In pulling out of the bidding process just hours before the deadline, Football Australia highlighted that it will instead compete for the right to host the 2026 AFC Women's Asian Cup and the 2029 FIFA Club World Cup. In a statement, the federation said: "We have explored the opportunity to bid to host the FIFA World Cup and—having taken all factors into consideration—we have reached the conclusion not to do so for the 2034 competition." Australia held the 2023 Women's World Cup in conjunction with neighboring New Zealand, though a potential bid for 2034 would have required infrastructure upgrades to meet FIFA's specifications. While there was a coalition forming among the Association of Southeast Asian Nations (ASEAN) to put up a competing bid, the noon ET deadline for bid interest passed with no one running against Saudi Arabia, which is said to have the support of most of the Asian Football Confederation (AFC) as well as "over 100" of FIFA's member associations.
FIFA's decision to make the 2030 tournament a tri-continent spectacle in honor of the World Cup's 100-year anniversary meant the 2034 edition would have to be held in either Asia or Oceania. The 2030 tournament will be held mostly in Spain, Portugal, and Morocco, but the opening three games will be held in South America, as a nostalgia play, in honor of the 1930 inaugural tournament held in Uruguay. (Argentina and Paraguay will also each host one of the opening matches.) That ruled out all of Europe, Africa, and South America as possible 2034 hosts, as no continent can host even parts of two World Cups back-to-back.

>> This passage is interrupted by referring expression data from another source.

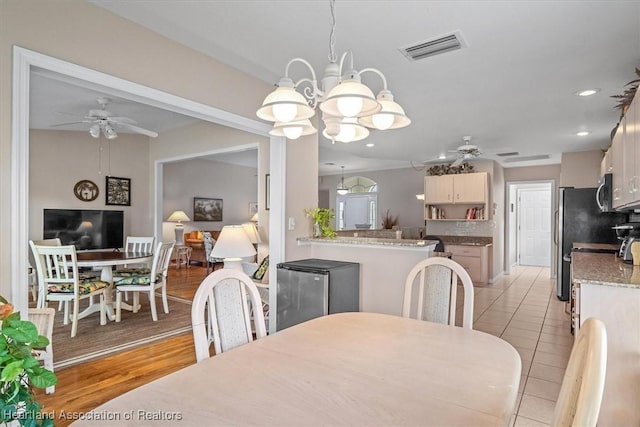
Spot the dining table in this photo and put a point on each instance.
(357, 369)
(106, 260)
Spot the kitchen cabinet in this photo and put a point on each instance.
(451, 192)
(625, 159)
(475, 259)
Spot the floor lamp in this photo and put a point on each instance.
(179, 217)
(232, 245)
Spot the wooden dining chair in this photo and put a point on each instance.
(147, 283)
(43, 319)
(580, 395)
(222, 312)
(60, 280)
(431, 289)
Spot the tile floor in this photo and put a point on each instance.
(522, 309)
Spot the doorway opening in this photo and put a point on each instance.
(529, 224)
(358, 208)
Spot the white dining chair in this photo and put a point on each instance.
(431, 290)
(582, 387)
(43, 319)
(35, 285)
(147, 283)
(222, 312)
(60, 280)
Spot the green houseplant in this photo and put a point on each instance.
(322, 218)
(20, 371)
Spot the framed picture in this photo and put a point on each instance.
(205, 209)
(118, 191)
(253, 209)
(267, 192)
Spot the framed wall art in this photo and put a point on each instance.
(118, 191)
(205, 209)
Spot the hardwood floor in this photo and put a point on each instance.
(83, 387)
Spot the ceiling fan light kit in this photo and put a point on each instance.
(348, 106)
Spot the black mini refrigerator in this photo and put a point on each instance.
(580, 220)
(311, 288)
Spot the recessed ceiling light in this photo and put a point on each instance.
(588, 92)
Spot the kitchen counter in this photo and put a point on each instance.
(607, 288)
(603, 269)
(467, 240)
(428, 245)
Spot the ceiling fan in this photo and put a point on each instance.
(101, 120)
(465, 152)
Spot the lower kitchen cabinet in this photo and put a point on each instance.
(474, 259)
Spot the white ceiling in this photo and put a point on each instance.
(513, 88)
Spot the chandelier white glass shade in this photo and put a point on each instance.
(348, 106)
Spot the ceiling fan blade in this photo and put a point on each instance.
(122, 120)
(138, 129)
(72, 123)
(457, 162)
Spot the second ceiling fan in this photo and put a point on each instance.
(102, 121)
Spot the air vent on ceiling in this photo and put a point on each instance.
(435, 46)
(526, 158)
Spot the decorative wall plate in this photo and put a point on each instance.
(86, 190)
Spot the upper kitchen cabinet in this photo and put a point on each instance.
(625, 148)
(451, 192)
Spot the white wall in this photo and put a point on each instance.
(59, 159)
(581, 169)
(237, 186)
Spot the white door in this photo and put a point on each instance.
(534, 226)
(356, 211)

Likewise, North America, host of the 2026 edition, could not bid for '34, bound by the rule that two or more World Cups must pass between tournaments with the same host confederation.
That cleared the way for Saudi Arabia to emerge as the favorite, and now the only, bid for the tournament, furthering the kingdom's sportswashing efforts. Saudi Arabia has become a major player in world soccer in recent years. Its domestic Saudi Pro League has splurged billions of dollars on infrastructure and player purchases from Europe, highlighted by Cristiano Ronaldo at Al Nassr and Neymar at Al Hilal. The country, via its Public Investment Fund, also purchased Newcastle United in the Premier League, a move that faced plenty of resistance from fans but little from the administrators of the world's top club league.

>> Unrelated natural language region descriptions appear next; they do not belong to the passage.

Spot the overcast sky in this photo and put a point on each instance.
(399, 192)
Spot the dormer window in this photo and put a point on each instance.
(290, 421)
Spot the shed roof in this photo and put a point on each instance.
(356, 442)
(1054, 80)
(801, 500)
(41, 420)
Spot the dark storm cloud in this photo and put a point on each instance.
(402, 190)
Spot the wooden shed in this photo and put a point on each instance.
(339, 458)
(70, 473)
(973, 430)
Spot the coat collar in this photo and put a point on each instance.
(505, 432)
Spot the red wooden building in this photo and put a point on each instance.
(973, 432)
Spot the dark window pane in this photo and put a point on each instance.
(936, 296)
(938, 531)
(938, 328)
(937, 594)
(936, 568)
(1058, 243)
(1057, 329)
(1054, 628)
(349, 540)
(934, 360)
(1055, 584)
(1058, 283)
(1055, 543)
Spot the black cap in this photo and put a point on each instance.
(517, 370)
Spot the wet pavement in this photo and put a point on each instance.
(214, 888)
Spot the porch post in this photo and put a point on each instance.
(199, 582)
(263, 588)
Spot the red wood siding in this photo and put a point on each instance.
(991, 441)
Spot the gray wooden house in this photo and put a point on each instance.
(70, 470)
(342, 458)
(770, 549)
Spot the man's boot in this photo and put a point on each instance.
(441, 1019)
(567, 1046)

There will likely be a public-relations effort to present Saudi Arabia as a forward-facing nation, similar to the efforts made for Qatar ahead of last year's tournament, focusing on the kingdom's innovation and rapid progress and drawing attention away from its appalling human rights abuses. Saudi Arabia is a repressive absolute monarchy that violently restricts the rights of women, LGBTQ+ people, religious minorities, migrant workers, and the press. In 2018, journalist and dissident Jamal Khashoggi was assassinated and dismembered in the Saudi consolate in Istanbul, a move that the CIA found was ordered by Saudi Crown Prince Mohammed bin Salman, while the United Nations found that the assassination had been a "premeditated extrajudicial execution" by the Saudi state.

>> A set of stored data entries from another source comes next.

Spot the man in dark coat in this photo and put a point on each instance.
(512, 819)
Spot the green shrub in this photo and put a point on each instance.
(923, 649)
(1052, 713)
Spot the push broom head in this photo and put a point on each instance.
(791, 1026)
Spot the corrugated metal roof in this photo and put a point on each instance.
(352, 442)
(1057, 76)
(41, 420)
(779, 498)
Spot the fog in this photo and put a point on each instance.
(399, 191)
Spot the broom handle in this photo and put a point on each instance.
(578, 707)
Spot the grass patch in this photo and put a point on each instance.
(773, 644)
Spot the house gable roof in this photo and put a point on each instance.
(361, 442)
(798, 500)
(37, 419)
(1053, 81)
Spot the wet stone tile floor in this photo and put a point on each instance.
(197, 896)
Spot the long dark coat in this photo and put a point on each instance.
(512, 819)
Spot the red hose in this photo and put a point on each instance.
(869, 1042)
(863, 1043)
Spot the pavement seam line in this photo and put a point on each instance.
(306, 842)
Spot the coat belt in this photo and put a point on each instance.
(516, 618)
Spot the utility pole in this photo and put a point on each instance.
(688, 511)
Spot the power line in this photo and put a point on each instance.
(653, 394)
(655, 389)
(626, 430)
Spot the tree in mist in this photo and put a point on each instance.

All in all, Saudi Arabia hosting the 2034 World Cup is a failure of FIFA as a governing body with any responsibility to the pluralistic values it loves to espouse, and a resounding success for FIFA as a governing body interested in money and power. The circumstances around Saudi Arabia's eventual selection might not be as obviously crooked as the bribery-heavy scandals that accompanied Qatar's selection, but that's mostly because FIFA learned its lesson about how to rig a potential Saudi election, rather than because of any moral fortitude on the part of world soccer's leadership.
As the Saudification of soccer continues unabated, now the biggest sporting event in the world has been dragged into the sportswashing orbit of a rich and powerful state with little in mind other than self-promotion. The 2034 World Cup will not live and die by its host—for all the horrifying stories of migrant workers dying in the run-up to the Qatar World Cup, the tournament itself was a huge success, thanks mostly to the action on the field—but it's a shame nonetheless that this is where the World Cup is headed, and soon.